Eugène Labiche’s “The Rue de Lourcine Affair” is a very funny play. The reindeer Lenglumé wakes up in the morning with a huge hangover, he had sneaked into a meeting of old school friends on the opening act without the knowledge of his wife Norine. The meeting was evidently profound. He finds Mistingue next to him in bed, who was also at the drinking party. Two gentlemen, two tomcats, two memory lapses. A note that Norine reads in the newspaper falls into these gaps: A coal carrier has been murdered. And since the hands of the two gentlemen are black with coal dust and there are other clues, the two believe they are the murderers. Which leads to adventurous volts.

In 1857, Labiche wrote a true theatrical boulevard thriller that lures audiences like honey attracts bears. Performing the play now may be exactly the right choice in this post-corona period when theaters have to ensnare the audience. So everything was done right at the Munich Residenztheater – the next ten performances following the premiere are already sold out.

But it won’t be as funny as hoped. The first indication of this is already provided by the cast, because under the names of the five performers – apart from the couple Lenglumé and Mistingue there is also the domestic worker Justine and the cousin Potard – Christoph Karstens as live cameraman. You can simply downplay Labiche’s play, especially in Elfriede Jelinek’s translation, if you are precise and have good actors. It really doesn’t need any fuss. Now the director András Dömötör also has good actors; but they find it difficult to assert themselves against the thousand ideas that Dömötör has without consistently pursuing a single one.

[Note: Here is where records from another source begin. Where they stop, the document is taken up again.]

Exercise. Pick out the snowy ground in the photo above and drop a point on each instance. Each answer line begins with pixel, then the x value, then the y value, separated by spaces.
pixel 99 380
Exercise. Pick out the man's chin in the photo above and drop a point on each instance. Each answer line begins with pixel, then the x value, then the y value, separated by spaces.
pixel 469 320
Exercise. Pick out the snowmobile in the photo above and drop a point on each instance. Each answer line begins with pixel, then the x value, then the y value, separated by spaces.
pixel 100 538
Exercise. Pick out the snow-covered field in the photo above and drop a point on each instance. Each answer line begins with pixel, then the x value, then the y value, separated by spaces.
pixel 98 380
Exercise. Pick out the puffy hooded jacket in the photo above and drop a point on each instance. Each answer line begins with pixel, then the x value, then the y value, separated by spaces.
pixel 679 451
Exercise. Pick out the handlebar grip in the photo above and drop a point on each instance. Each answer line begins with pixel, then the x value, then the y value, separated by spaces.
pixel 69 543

Anyone can become a killer when drunk

It begins, as you can see in the video, with Thomas Lettow not waking up as Lenglumé, but drifting to the surface like a drowning man and then actually physically scrambling out of the substructure onto the stage, where there is a construct made of eight cubes, into the Sigi Colpe has incorporated funny things, among other things, a spatially existing memory gap from a black venetian blind. Banknotes are stuck to the walls – the bourgeoisie has long lost its morale, which is not okay if you settle it with money, including the two drinking buddies, with Dömötör they are actually two sides of the same coin, and are less concerned that they might murder someone have, but more that it might come out.

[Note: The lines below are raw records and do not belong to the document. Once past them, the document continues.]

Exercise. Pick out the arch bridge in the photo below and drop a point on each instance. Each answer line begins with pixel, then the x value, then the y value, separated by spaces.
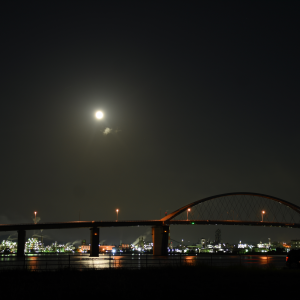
pixel 240 208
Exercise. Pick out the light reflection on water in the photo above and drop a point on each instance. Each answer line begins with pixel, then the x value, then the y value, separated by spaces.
pixel 84 261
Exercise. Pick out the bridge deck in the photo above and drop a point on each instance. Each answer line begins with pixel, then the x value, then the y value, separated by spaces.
pixel 91 224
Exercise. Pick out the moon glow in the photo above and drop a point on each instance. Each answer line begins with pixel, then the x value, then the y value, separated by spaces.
pixel 99 114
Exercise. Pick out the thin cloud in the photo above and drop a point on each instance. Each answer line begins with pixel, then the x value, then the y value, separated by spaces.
pixel 108 130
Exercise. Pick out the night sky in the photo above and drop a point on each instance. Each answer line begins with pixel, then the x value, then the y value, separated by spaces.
pixel 199 100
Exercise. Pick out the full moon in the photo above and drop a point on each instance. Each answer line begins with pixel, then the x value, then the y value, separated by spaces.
pixel 99 114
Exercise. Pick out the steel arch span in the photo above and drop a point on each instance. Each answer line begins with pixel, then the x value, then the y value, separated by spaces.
pixel 242 208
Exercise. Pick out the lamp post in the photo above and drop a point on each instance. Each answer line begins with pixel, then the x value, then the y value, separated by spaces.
pixel 187 213
pixel 262 215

So now appear: Barbara Horvath as Justine, who sometimes speaks Hungarian with dry humor, with surtitles, and later gropes around as a strange ghost. Pujan Sadri as Potard, who usually stands around extremely friendly and quite adorable. Mareike Beykirch as Norine, who gives Dömötör a touch of enlightened emancipation, but also stages her as a caring little house when she’s not playing the Lenglumés’ baby. Beykirch is really poor here, Lettow and Michael Wächter as Mistingue are doing a little better. The two highly talented comedians at least create moments in which they can act out the comedy with elastic timing.

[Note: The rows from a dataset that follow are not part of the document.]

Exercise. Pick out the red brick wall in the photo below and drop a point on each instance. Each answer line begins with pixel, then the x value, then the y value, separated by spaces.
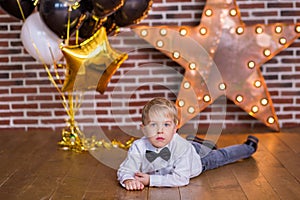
pixel 29 101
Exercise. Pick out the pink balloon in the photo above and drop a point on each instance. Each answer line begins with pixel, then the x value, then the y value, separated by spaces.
pixel 39 41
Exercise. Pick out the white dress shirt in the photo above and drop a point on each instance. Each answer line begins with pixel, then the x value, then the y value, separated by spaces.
pixel 183 164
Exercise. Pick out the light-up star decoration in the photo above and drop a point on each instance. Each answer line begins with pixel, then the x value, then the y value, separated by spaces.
pixel 234 50
pixel 91 64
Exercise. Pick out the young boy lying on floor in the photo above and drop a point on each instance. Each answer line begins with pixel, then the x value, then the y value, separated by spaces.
pixel 163 158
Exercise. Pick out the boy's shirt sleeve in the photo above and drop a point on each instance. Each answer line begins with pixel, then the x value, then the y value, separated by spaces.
pixel 184 167
pixel 130 165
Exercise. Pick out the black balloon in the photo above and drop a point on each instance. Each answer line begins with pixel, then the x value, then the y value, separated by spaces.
pixel 55 15
pixel 103 8
pixel 12 7
pixel 132 12
pixel 89 26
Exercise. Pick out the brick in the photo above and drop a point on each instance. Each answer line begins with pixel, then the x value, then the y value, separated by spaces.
pixel 24 121
pixel 26 90
pixel 25 106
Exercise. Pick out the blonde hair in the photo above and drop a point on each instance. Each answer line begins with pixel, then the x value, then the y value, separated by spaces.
pixel 159 106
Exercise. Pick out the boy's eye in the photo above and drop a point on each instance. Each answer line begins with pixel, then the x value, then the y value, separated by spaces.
pixel 167 124
pixel 153 125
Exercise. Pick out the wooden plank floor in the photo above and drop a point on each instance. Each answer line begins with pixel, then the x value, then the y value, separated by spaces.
pixel 32 167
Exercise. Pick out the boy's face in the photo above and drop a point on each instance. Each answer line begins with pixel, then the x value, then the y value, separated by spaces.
pixel 159 130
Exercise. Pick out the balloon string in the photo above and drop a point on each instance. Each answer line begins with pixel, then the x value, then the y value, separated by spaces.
pixel 55 65
pixel 21 10
pixel 68 25
pixel 64 102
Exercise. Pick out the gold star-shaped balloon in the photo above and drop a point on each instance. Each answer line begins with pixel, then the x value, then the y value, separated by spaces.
pixel 222 56
pixel 92 63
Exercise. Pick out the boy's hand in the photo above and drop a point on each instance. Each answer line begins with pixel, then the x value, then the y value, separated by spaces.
pixel 143 178
pixel 133 184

Otherwise everything is racing. Sometimes people look horizontally out of one of the boxes, then there’s a lot of drinking because it’s always funny, and in the end it all ends in the cinema. In the catacombs of the Residenztheater – the site visit is interesting – Lenglumé-Mistingue set about eliminating witnesses to their deed, you see an ad hoc splatter film, which is far too erratic to really be a nightmare. Of course, anyone can become a murderer when drunk, maybe even is, Dömötör gives the whole thing a hint, although the murder actually happened a long time ago, because the newspaper in which Norine read about it was old. In addition, there are a few theatrical jokes about the theatre, in its patchwork outrage the production constantly stumbles over itself, but contains enough jokes to animate the audience to laughter again and again. So be it.